Perhaps the top three quarterbacks in this year’s draft - Sam Bradford, Jimmy Clausen, and Colt McCoy - are all missing this game.

Besides Tebow, quarterbacking the South are West Virginia’s Jarrett Brown and Oklahoma State’s Zac Robinson. While Robinson has struggled in recent practices, Brown has been one of the biggest surprises, displaying a good arm and tremendous accuracy.

Under center for the North are Sean Canfield of Oregon State, Central Michigan’s Dan LeFevour and the strong-armed Tony Pike of Cincinnati. Throughout the week, there has been inconsistency from all three quarterbacks.

If past Senior Bowls are any indication, look for at least one of these six to thoroughly impress the pro scouts and raise his draft status significantly.

Eleven of the game’s last 17 MVPs have been quarterbacks.

Turning heads

While each Senior Bowl quarterback has had mixed reviews, several others have turned executives’ heads in practice, in particular, the North’s Mike Iupati and South’s Dexter McCluster.

The 6-foot-five, 325-pound Iupati played offensive guard at Idaho but has great potential to play tackle at the next level. He has been punishing opposing defensive linemen in practices.

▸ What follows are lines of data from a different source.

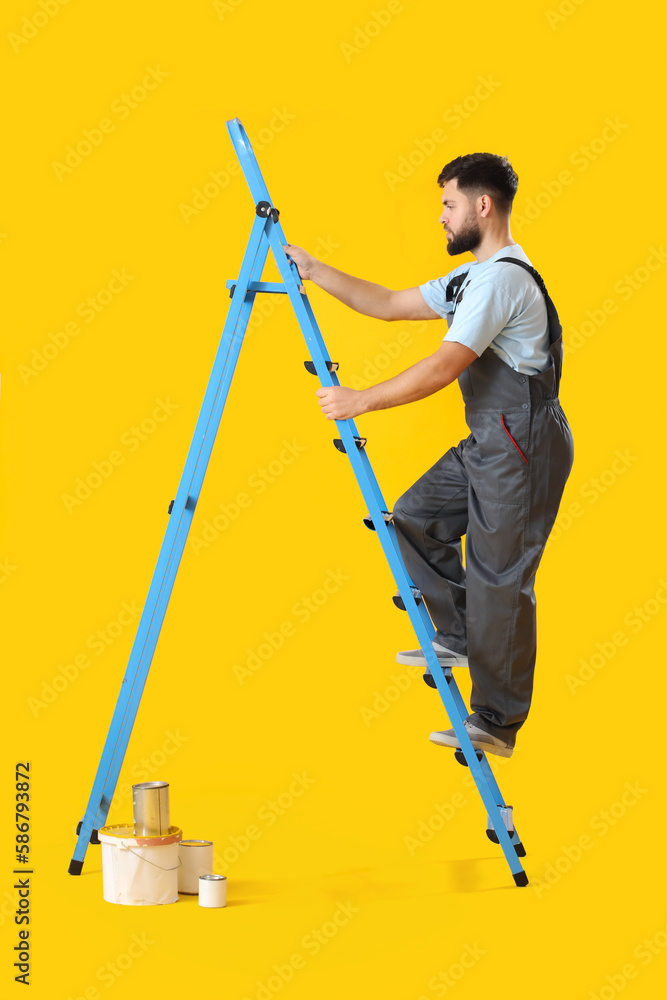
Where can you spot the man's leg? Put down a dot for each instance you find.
(430, 519)
(510, 519)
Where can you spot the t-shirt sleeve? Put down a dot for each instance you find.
(484, 310)
(434, 296)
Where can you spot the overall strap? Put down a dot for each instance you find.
(555, 329)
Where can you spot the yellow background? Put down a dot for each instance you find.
(354, 101)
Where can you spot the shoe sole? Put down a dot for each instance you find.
(454, 744)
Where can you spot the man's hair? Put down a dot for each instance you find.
(483, 173)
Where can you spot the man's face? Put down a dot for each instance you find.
(459, 221)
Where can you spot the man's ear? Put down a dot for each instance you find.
(485, 204)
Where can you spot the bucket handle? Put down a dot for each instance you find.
(142, 858)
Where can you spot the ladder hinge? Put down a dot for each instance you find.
(398, 600)
(264, 209)
(332, 366)
(360, 443)
(386, 517)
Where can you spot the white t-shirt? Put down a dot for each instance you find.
(498, 306)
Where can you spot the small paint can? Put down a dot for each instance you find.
(150, 807)
(212, 890)
(196, 857)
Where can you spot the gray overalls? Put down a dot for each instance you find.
(500, 487)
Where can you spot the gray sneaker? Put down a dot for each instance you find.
(446, 657)
(480, 739)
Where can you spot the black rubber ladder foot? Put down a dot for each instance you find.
(493, 837)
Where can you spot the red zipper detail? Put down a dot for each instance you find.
(512, 439)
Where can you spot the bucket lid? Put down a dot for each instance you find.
(121, 831)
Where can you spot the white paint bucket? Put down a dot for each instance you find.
(212, 890)
(139, 871)
(196, 857)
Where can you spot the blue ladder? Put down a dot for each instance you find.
(267, 233)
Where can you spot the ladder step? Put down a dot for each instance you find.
(387, 517)
(332, 366)
(460, 756)
(360, 443)
(258, 286)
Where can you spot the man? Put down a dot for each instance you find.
(501, 486)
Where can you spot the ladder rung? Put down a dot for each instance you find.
(259, 286)
(360, 443)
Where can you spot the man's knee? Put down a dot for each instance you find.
(404, 508)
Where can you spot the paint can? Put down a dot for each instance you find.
(150, 806)
(196, 857)
(212, 890)
(139, 871)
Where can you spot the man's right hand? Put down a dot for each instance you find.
(305, 263)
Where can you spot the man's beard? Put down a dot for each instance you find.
(468, 238)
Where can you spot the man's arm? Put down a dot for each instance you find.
(362, 296)
(421, 379)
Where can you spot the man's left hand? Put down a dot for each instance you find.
(340, 403)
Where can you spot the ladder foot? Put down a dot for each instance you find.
(493, 837)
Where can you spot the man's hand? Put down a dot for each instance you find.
(305, 263)
(340, 403)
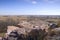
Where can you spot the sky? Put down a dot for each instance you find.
(29, 7)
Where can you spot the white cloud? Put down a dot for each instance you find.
(34, 2)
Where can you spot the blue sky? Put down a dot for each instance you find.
(29, 7)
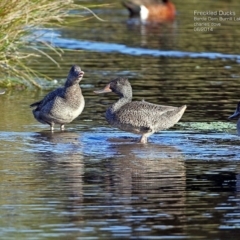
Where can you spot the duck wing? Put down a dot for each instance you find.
(145, 115)
(59, 92)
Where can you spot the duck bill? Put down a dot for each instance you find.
(236, 114)
(81, 74)
(104, 90)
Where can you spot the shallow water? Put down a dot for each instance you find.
(96, 182)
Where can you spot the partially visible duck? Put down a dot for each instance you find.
(63, 104)
(151, 11)
(138, 117)
(235, 115)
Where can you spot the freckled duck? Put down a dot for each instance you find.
(62, 105)
(235, 115)
(138, 117)
(150, 10)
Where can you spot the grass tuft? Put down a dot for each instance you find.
(18, 19)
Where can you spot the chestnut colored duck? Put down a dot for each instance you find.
(62, 105)
(139, 117)
(235, 115)
(150, 10)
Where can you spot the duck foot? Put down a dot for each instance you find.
(143, 139)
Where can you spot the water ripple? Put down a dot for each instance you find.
(55, 39)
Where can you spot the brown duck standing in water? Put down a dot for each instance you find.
(138, 117)
(151, 10)
(62, 105)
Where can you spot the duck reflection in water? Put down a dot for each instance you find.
(236, 115)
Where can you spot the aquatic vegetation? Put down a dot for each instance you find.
(19, 18)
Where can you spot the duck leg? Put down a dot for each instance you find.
(52, 127)
(143, 139)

McCluster, a star all-purpose back at Ole Miss, has been recognized as not only one of the better outside ball carriers in Mobile but also maybe the fastest receiver.

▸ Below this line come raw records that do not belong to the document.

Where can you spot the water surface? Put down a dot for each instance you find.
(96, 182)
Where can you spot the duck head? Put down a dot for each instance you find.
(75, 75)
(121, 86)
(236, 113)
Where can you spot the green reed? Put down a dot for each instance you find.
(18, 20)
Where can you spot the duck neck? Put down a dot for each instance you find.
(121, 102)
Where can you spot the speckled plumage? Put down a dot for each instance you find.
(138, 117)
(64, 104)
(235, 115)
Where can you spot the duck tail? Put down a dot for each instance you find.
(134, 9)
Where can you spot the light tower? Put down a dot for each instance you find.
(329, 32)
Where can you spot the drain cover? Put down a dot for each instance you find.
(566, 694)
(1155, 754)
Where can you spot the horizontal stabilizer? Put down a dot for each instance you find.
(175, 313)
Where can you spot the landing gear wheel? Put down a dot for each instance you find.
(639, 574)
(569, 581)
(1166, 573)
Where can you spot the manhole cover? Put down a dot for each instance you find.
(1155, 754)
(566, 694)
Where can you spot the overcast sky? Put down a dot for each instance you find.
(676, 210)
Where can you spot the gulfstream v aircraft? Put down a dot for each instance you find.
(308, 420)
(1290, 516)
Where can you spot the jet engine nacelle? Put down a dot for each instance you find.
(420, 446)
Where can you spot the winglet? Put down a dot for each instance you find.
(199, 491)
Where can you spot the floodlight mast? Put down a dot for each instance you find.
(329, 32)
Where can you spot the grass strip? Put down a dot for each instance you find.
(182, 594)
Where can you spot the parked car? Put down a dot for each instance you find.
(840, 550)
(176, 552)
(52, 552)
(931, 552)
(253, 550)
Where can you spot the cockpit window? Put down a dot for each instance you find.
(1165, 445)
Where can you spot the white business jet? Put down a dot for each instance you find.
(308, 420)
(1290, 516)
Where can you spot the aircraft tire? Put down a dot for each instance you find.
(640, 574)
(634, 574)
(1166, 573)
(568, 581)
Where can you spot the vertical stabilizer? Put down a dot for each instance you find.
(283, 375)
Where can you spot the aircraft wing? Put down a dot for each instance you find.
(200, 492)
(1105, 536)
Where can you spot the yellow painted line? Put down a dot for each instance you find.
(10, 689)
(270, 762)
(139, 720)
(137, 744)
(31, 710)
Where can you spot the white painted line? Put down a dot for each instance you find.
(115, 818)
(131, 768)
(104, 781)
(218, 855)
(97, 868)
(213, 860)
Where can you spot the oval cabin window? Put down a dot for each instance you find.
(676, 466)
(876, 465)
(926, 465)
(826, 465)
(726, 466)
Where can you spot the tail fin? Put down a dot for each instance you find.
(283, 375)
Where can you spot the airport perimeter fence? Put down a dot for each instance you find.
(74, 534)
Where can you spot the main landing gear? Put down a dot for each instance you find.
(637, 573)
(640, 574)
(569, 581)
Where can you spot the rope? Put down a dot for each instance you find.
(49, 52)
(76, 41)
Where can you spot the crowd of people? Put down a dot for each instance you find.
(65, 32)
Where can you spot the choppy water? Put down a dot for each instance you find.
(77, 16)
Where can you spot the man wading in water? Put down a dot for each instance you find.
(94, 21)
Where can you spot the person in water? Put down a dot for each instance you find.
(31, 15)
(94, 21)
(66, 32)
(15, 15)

"I couldn't wait to watch [McCluster]," said the NFL Network’s Mike Mayock. "His toughness in the SEC at the tailback position blew me away at 165 pounds."

Coaches

Similarly to the NFL preseason, the different coaching staffs—normally, from the two lowest-seeded NFL teams—are likely the primary factor to consider when wagering on the Senior Bowl.

Which head coach wants to win this game more: the North’s Jim Schwartz of the Lions or South’s Tony Soprano of the Dolphins? Will one coaching staff treat it as an all-star or exhibition competition while the other takes it as seriously as a regular-season game?

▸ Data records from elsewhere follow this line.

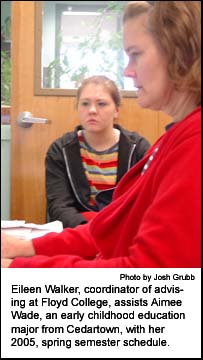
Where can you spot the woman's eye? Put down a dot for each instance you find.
(102, 104)
(84, 103)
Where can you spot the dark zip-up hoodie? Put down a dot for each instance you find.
(67, 189)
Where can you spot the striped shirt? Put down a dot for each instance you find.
(100, 167)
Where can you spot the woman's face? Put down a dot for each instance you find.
(147, 65)
(96, 108)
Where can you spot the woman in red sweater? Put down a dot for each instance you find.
(154, 218)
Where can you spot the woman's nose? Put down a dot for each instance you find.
(92, 108)
(129, 72)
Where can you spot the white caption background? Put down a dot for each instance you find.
(80, 313)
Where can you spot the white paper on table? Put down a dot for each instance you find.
(29, 231)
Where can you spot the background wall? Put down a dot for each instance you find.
(5, 172)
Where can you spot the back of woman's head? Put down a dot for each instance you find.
(108, 84)
(176, 26)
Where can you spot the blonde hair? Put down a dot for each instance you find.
(176, 26)
(108, 84)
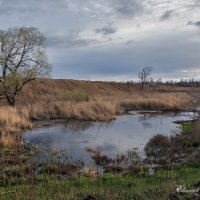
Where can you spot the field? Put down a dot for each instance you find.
(22, 178)
(85, 100)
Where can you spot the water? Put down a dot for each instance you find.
(68, 140)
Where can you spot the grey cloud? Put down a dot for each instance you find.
(106, 30)
(21, 7)
(166, 15)
(70, 40)
(168, 55)
(197, 23)
(128, 8)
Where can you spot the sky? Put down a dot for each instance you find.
(112, 40)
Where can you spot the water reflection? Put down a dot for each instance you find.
(69, 140)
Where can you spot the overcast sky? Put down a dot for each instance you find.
(113, 39)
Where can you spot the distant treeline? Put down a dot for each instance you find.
(183, 82)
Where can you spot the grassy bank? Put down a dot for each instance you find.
(21, 178)
(159, 186)
(85, 100)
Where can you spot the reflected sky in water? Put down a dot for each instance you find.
(70, 138)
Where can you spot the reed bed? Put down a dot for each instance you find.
(86, 100)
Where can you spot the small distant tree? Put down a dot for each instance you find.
(22, 59)
(144, 75)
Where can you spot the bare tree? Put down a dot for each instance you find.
(22, 59)
(144, 75)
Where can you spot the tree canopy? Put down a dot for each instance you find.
(22, 59)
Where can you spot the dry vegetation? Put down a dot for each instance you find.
(85, 100)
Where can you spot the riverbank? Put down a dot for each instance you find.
(22, 178)
(86, 100)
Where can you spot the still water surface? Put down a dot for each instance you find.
(68, 140)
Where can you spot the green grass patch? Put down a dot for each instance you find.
(103, 187)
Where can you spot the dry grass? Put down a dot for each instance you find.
(85, 100)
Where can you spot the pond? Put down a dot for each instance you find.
(70, 140)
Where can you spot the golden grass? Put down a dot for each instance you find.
(12, 119)
(86, 100)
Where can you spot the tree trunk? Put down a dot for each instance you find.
(142, 86)
(10, 101)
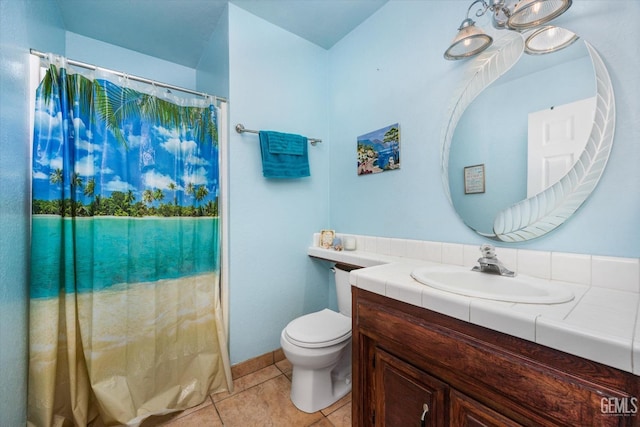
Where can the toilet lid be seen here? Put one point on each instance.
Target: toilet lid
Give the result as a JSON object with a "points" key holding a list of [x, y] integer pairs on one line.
{"points": [[320, 329]]}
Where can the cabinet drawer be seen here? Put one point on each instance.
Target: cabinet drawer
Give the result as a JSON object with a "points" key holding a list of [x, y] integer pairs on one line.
{"points": [[532, 384]]}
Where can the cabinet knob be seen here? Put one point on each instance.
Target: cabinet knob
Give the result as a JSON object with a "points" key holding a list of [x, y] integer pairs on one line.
{"points": [[423, 419]]}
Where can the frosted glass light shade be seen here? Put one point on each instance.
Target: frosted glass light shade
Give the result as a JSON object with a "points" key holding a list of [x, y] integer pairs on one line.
{"points": [[549, 39], [469, 41], [532, 13]]}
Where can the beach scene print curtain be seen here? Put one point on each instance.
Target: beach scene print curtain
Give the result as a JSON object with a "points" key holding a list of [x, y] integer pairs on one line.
{"points": [[125, 315]]}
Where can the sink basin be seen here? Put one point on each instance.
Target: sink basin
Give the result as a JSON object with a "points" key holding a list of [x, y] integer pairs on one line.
{"points": [[519, 289]]}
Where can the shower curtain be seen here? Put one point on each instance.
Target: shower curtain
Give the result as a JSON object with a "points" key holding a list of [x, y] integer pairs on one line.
{"points": [[125, 315]]}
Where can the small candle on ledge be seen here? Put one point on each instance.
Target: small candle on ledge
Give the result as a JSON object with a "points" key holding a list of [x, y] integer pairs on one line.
{"points": [[350, 243]]}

It was recently reported Miami's coaching staff was lackadaisical and taking it easy on the South’s players. A year ago, the same was said about Jack Del Rio of the Jaguars.

Del Rio’s South squad whipped the North by 17 points, easily covering the three-point spread.

For what it’s worth, Schwartz’s Lions were 2-2 ATS last season in the NFL preseason. Soprano is an impressive 6-1-1 ATS in two preseasons as Miami’s head coach.

Trends

Since the Senior Bowl returned to its original North-South arrangement in 1994 after three years featuring a NFC-AFC (from the NFL) format, the South holds a 9-7 series advantage.

Since 1996, the Senior Bowl’s average margin of victory has been by more than 14 points per game with just three of the 14 games settled by less than 10 points.

The South has won two games in a row; only once since 1978 has either team won three games in a row (North, 2005-2007).

Including last year’s 35-18 South win, only twice the last seven years has the total exceeded 38 points.